Columna | 06 de mayo de 2025
Mientras las autoridades estatales insisten en discursos de estabilidad y tranquilidad, los datos duros cuentan otra historia. Según la más reciente Encuesta Nacional de Seguridad Pública Urbana (ENSU) del INEGI, la percepción de inseguridad en la capital potosina aumentó nuevamente, alcanzando un preocupante 72.4% en marzo de 2025.
Apenas en diciembre de 2024, esta cifra era de 71.9%, lo que representa un incremento del 0.5%. Si el parámetro de comparación se amplía a un año atrás, el crecimiento es aún más alarmante: del 65.7% registrado en marzo de 2024, se pasó a un 6.7% más en solo doce meses.
El entorno cotidiano de los potosinos parece haberse tornado más hostil, no solo por el miedo a la delincuencia, sino también por el deterioro del tejido social. La encuesta revela que el porcentaje de personas adultas que ha vivido conflictos personales (ya sea con vecinos, compañeros de trabajo, autoridades o incluso familiares), aumentó significativamente, pasando de 18.3% a 22.6% entre el último trimestre de 2024 y el primero de 2025. Esto representa un alza del 4.3% en la confrontación directa entre ciudadanos.
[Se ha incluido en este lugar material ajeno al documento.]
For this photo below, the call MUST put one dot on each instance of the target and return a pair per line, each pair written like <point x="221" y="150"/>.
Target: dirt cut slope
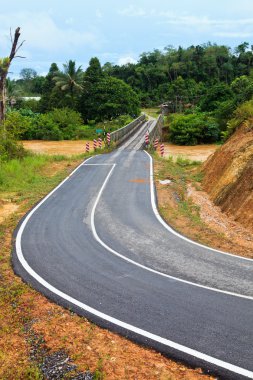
<point x="228" y="176"/>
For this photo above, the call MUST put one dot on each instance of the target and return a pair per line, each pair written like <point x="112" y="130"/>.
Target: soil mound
<point x="228" y="176"/>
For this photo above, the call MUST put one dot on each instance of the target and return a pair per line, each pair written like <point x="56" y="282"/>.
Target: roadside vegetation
<point x="188" y="209"/>
<point x="208" y="90"/>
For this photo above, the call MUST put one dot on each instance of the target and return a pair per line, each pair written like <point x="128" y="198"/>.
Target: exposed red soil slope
<point x="229" y="176"/>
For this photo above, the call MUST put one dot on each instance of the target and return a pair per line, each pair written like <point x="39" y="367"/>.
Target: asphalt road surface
<point x="97" y="244"/>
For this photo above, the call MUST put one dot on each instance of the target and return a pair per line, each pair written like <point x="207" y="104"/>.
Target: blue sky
<point x="118" y="31"/>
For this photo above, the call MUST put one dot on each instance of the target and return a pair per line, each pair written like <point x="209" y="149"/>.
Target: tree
<point x="108" y="98"/>
<point x="4" y="69"/>
<point x="28" y="74"/>
<point x="69" y="80"/>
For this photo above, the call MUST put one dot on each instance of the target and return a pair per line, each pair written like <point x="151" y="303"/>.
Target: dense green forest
<point x="208" y="91"/>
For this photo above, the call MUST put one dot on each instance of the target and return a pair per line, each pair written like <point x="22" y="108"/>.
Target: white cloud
<point x="133" y="11"/>
<point x="99" y="14"/>
<point x="233" y="34"/>
<point x="41" y="32"/>
<point x="125" y="60"/>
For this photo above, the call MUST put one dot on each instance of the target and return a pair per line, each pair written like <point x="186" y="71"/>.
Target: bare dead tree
<point x="4" y="69"/>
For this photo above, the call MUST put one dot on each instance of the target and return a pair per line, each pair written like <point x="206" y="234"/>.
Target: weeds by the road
<point x="35" y="333"/>
<point x="178" y="208"/>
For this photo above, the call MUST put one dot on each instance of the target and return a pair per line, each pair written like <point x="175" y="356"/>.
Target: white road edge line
<point x="153" y="202"/>
<point x="101" y="242"/>
<point x="156" y="338"/>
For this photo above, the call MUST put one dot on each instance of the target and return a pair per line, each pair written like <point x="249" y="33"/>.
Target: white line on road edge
<point x="156" y="212"/>
<point x="100" y="241"/>
<point x="156" y="338"/>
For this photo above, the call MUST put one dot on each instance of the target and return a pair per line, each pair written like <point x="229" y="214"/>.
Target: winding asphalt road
<point x="97" y="244"/>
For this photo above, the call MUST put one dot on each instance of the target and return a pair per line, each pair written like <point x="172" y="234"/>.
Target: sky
<point x="117" y="31"/>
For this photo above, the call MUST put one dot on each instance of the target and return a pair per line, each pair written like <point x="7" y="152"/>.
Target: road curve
<point x="96" y="244"/>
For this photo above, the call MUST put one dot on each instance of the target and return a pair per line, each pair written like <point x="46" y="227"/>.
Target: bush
<point x="10" y="149"/>
<point x="16" y="125"/>
<point x="193" y="129"/>
<point x="241" y="114"/>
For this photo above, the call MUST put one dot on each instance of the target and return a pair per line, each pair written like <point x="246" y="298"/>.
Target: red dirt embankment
<point x="228" y="176"/>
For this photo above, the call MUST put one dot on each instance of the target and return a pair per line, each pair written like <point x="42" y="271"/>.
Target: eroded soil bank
<point x="228" y="176"/>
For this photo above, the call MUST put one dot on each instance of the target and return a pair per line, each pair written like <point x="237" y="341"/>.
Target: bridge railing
<point x="123" y="133"/>
<point x="154" y="131"/>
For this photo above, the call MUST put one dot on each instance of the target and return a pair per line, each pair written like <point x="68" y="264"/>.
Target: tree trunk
<point x="4" y="69"/>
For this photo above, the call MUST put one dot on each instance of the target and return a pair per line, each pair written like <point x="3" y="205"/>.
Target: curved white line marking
<point x="153" y="202"/>
<point x="156" y="338"/>
<point x="101" y="242"/>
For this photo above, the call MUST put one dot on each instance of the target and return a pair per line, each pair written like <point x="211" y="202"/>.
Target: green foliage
<point x="69" y="81"/>
<point x="109" y="98"/>
<point x="240" y="115"/>
<point x="10" y="149"/>
<point x="216" y="94"/>
<point x="58" y="124"/>
<point x="15" y="124"/>
<point x="193" y="129"/>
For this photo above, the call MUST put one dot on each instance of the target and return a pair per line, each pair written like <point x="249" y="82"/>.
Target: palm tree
<point x="69" y="79"/>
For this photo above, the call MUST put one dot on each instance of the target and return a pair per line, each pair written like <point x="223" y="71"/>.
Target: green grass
<point x="180" y="172"/>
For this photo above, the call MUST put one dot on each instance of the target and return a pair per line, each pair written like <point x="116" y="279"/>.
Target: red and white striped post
<point x="162" y="149"/>
<point x="108" y="138"/>
<point x="146" y="139"/>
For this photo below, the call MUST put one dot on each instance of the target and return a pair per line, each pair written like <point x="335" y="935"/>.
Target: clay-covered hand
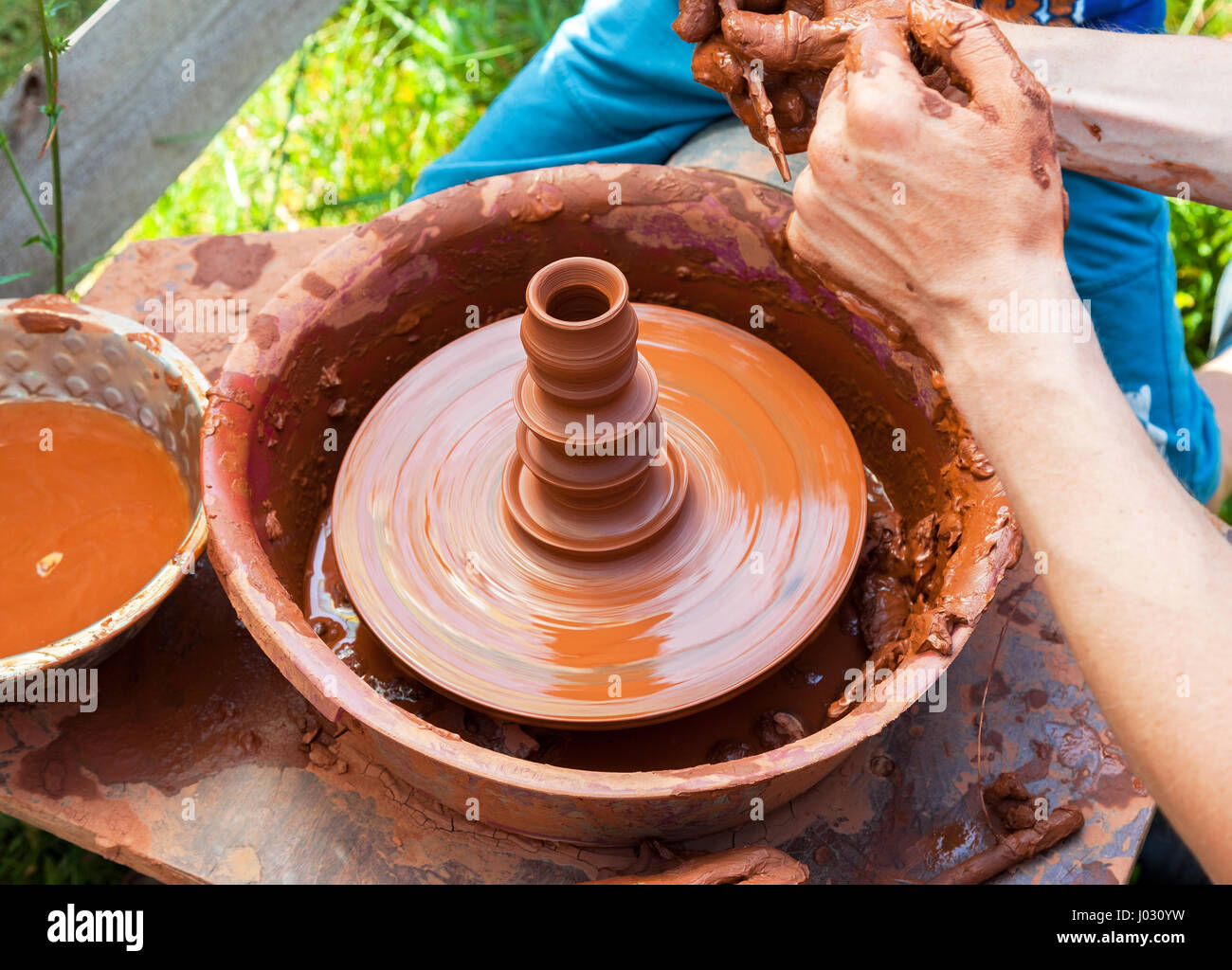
<point x="805" y="38"/>
<point x="717" y="64"/>
<point x="915" y="205"/>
Este aumento en la percepción de inseguridad no es menor ni meramente psicológico; es reflejo de una falla sistémica. La desconfianza crece porque no hay respuestas eficaces, porque las calles se sienten menos seguras, porque los conflictos vecinales se resuelven a gritos en lugar de leyes. Y mientras tanto, la ciudadanía vive con la incertidumbre a cuestas, temiendo no solo a los criminales, sino también a la indiferencia institucional.
Los datos son claros y las alertas están encendidas. Sin embargo, la reacción oficial parece ser mínima, burocrática, cuando no completamente ausente. San Luis Potosí enfrenta no solo un problema de inseguridad, sino uno aún más grave: la normalización del miedo. Y eso, en una ciudad donde la esperanza parece desvanecerse con cada nuevo informe, debería preocuparnos a todos.